Pepper, Pepper

Somewhere after Buon Ma Thout but before Nha Trang,
December 31st 2010

It wasn't a vast pepper plantation, but the pepper tree itself far exceeded the size I had always imagined about a pepper tree. Unconsciously, bearing the imagination of pepper just as tiny black seeds and even white sand, I imagined the tree must be a tiny tree as well.

A pepper tree grows by twining up a tree stem like this.

The thin pepper stock will take root on the tree stem as they twine up.

The ultimate sign of pepper...

You see that tiny green bean? That's pepper. To me it looks like bean. But BBC Knowledge called it "berry". Well, who am I to judge BBC's knowledge?

The pepper berries will spread up and change colors from light green to dark green, and then to orange. Unfortunately, when we came, the pepper berries hadn't turned into orange yet.

Black pepper is produced from dried pepper berries that has turned into dark green like the berries on the left side of this picture.
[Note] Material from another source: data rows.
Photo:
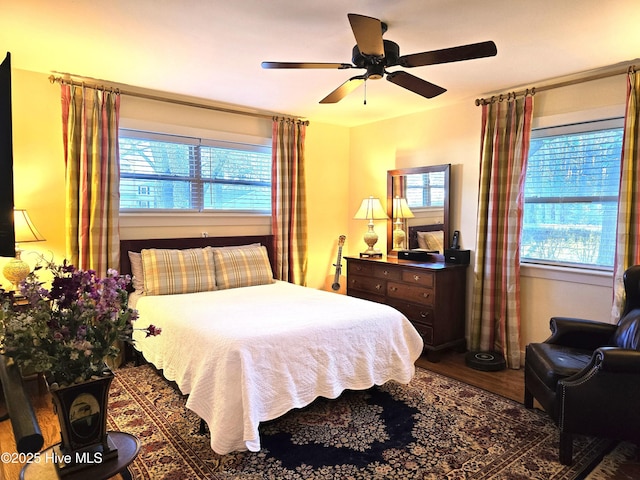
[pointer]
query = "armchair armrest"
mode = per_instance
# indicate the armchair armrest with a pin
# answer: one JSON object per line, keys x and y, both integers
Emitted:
{"x": 579, "y": 333}
{"x": 617, "y": 360}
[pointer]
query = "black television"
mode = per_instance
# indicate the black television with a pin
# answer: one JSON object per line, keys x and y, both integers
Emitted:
{"x": 7, "y": 233}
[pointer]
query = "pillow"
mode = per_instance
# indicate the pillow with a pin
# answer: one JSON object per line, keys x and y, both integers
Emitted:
{"x": 168, "y": 272}
{"x": 137, "y": 274}
{"x": 242, "y": 267}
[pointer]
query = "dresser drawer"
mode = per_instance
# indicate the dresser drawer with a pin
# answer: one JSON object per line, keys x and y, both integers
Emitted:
{"x": 360, "y": 268}
{"x": 411, "y": 293}
{"x": 367, "y": 284}
{"x": 416, "y": 313}
{"x": 417, "y": 277}
{"x": 386, "y": 272}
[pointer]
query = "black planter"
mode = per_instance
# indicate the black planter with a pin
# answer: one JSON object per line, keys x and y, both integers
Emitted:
{"x": 82, "y": 414}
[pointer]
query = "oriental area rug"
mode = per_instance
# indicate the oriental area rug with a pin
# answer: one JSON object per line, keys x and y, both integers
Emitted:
{"x": 433, "y": 428}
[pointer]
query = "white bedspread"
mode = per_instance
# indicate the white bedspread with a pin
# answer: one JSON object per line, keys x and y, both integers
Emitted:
{"x": 248, "y": 355}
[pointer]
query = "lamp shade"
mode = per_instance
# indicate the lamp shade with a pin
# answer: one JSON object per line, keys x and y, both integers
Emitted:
{"x": 401, "y": 208}
{"x": 370, "y": 209}
{"x": 24, "y": 227}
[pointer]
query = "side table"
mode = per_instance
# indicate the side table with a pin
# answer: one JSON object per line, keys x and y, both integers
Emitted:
{"x": 128, "y": 447}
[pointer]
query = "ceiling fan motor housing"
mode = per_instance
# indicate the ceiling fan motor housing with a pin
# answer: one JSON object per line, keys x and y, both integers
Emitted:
{"x": 391, "y": 56}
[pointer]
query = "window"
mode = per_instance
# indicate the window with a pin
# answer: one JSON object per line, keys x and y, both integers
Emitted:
{"x": 166, "y": 172}
{"x": 571, "y": 195}
{"x": 425, "y": 190}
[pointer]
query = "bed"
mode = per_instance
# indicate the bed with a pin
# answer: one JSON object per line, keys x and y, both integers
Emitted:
{"x": 251, "y": 352}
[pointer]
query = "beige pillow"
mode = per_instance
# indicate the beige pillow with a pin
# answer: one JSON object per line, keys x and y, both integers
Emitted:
{"x": 137, "y": 273}
{"x": 169, "y": 271}
{"x": 242, "y": 267}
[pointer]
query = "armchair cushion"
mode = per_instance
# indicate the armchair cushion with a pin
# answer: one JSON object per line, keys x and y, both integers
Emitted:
{"x": 618, "y": 360}
{"x": 578, "y": 333}
{"x": 627, "y": 334}
{"x": 556, "y": 362}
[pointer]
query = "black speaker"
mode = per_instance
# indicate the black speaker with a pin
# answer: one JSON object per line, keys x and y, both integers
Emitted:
{"x": 460, "y": 257}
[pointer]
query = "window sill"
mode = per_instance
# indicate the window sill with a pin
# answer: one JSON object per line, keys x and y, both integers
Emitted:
{"x": 566, "y": 274}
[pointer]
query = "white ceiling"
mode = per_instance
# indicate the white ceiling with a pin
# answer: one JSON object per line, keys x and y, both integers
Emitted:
{"x": 212, "y": 49}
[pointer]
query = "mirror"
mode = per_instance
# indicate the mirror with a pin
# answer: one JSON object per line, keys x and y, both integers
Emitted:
{"x": 425, "y": 224}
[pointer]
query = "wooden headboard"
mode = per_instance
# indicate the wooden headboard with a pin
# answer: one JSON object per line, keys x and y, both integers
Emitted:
{"x": 196, "y": 242}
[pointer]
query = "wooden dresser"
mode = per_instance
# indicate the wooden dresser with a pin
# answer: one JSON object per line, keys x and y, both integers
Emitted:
{"x": 430, "y": 294}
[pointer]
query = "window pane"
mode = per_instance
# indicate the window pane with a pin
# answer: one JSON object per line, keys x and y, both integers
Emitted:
{"x": 426, "y": 190}
{"x": 571, "y": 194}
{"x": 155, "y": 194}
{"x": 155, "y": 158}
{"x": 240, "y": 180}
{"x": 180, "y": 173}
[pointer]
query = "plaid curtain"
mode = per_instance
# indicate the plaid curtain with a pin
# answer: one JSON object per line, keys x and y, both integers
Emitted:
{"x": 628, "y": 227}
{"x": 495, "y": 324}
{"x": 90, "y": 135}
{"x": 288, "y": 200}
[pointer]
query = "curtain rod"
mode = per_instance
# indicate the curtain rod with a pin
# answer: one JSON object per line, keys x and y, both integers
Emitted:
{"x": 63, "y": 81}
{"x": 560, "y": 84}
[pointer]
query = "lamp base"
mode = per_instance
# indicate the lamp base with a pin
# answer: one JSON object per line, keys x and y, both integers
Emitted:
{"x": 16, "y": 270}
{"x": 371, "y": 255}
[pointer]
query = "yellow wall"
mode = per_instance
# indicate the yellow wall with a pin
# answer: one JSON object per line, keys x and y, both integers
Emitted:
{"x": 38, "y": 162}
{"x": 452, "y": 135}
{"x": 343, "y": 166}
{"x": 39, "y": 172}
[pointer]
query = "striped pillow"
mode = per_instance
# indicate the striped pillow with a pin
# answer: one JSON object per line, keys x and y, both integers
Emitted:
{"x": 242, "y": 267}
{"x": 168, "y": 272}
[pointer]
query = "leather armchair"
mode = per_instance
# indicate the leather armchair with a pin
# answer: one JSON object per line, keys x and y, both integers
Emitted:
{"x": 586, "y": 375}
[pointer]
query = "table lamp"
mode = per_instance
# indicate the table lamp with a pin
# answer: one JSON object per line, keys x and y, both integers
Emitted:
{"x": 401, "y": 211}
{"x": 16, "y": 270}
{"x": 371, "y": 209}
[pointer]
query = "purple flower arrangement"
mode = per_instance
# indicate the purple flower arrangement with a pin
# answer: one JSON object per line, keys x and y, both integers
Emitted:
{"x": 70, "y": 330}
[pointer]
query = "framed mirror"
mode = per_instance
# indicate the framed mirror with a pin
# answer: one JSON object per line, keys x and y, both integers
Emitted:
{"x": 418, "y": 208}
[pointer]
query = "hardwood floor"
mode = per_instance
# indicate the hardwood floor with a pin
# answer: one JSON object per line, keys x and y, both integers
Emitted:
{"x": 508, "y": 383}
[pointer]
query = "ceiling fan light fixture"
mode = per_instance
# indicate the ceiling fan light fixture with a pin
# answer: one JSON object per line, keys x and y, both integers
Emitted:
{"x": 374, "y": 54}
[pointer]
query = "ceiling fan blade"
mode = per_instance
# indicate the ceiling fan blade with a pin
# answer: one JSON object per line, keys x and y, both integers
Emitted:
{"x": 415, "y": 84}
{"x": 446, "y": 55}
{"x": 343, "y": 90}
{"x": 368, "y": 33}
{"x": 339, "y": 66}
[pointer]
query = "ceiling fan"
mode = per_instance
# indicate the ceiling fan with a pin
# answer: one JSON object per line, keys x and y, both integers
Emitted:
{"x": 374, "y": 54}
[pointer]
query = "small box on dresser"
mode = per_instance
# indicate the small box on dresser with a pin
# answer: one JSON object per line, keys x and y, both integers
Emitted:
{"x": 430, "y": 294}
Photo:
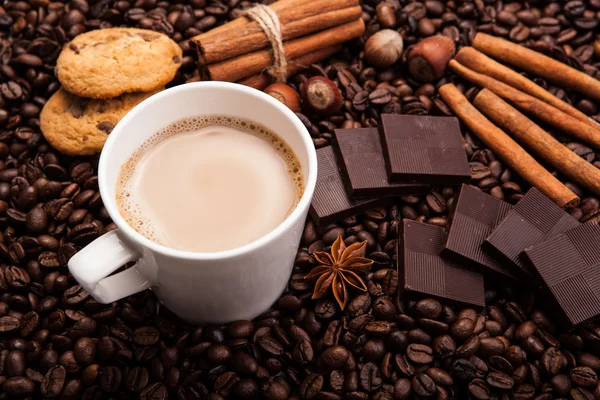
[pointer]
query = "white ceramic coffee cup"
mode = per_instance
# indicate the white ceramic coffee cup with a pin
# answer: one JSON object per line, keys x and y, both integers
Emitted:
{"x": 199, "y": 287}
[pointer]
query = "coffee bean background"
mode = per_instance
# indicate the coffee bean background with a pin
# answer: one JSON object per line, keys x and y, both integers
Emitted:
{"x": 57, "y": 342}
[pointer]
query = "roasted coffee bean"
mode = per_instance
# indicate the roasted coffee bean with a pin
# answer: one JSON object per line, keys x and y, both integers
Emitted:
{"x": 18, "y": 387}
{"x": 335, "y": 357}
{"x": 552, "y": 361}
{"x": 419, "y": 354}
{"x": 53, "y": 381}
{"x": 423, "y": 386}
{"x": 584, "y": 376}
{"x": 15, "y": 363}
{"x": 479, "y": 390}
{"x": 499, "y": 380}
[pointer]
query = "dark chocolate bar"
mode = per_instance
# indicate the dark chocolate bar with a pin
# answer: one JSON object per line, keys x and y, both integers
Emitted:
{"x": 330, "y": 201}
{"x": 569, "y": 265}
{"x": 422, "y": 270}
{"x": 473, "y": 217}
{"x": 363, "y": 168}
{"x": 423, "y": 149}
{"x": 534, "y": 219}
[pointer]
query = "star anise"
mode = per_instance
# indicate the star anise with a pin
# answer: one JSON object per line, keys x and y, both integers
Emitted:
{"x": 340, "y": 268}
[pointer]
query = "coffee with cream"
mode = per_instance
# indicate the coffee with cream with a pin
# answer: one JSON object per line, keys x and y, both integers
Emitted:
{"x": 207, "y": 184}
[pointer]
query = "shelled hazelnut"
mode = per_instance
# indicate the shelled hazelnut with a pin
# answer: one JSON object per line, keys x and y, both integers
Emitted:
{"x": 384, "y": 48}
{"x": 428, "y": 59}
{"x": 285, "y": 94}
{"x": 321, "y": 95}
{"x": 386, "y": 15}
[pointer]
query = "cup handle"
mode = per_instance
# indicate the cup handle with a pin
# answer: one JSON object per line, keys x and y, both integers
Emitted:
{"x": 92, "y": 265}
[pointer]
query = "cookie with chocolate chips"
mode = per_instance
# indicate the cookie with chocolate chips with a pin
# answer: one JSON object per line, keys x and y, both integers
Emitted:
{"x": 79, "y": 126}
{"x": 109, "y": 62}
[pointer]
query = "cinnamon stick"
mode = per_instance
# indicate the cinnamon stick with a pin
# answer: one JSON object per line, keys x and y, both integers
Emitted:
{"x": 261, "y": 81}
{"x": 281, "y": 7}
{"x": 532, "y": 105}
{"x": 537, "y": 63}
{"x": 250, "y": 64}
{"x": 299, "y": 22}
{"x": 511, "y": 153}
{"x": 539, "y": 141}
{"x": 479, "y": 62}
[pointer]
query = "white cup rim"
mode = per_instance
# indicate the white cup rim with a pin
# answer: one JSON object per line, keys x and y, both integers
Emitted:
{"x": 121, "y": 128}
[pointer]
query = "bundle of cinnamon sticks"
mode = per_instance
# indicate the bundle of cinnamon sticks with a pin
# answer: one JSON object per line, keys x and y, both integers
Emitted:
{"x": 496, "y": 115}
{"x": 311, "y": 30}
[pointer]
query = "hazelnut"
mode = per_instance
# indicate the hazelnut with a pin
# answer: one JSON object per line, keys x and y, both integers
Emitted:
{"x": 321, "y": 95}
{"x": 285, "y": 94}
{"x": 428, "y": 59}
{"x": 384, "y": 48}
{"x": 386, "y": 15}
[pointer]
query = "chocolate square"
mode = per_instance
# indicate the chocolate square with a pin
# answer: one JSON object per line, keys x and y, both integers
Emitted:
{"x": 330, "y": 201}
{"x": 569, "y": 266}
{"x": 422, "y": 270}
{"x": 534, "y": 219}
{"x": 473, "y": 217}
{"x": 363, "y": 168}
{"x": 423, "y": 149}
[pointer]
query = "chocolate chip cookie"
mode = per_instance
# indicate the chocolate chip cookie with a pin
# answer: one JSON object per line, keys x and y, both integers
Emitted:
{"x": 109, "y": 62}
{"x": 79, "y": 126}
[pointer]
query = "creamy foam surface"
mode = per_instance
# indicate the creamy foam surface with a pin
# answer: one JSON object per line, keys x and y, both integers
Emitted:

But, to produce white pepper, first one has to wait until the pepper berries turn into orange. And then, the beans have to be peeled like the berry on the right side of this picture. Before being dried under the sun, that peeled white berry inside has to be washed first. That's why white pepper is more expensive that black pepper. Not only because the process takes longer, but also because you will need more pepper berries to get, let's say one kilo, of white pepper than of black pepper.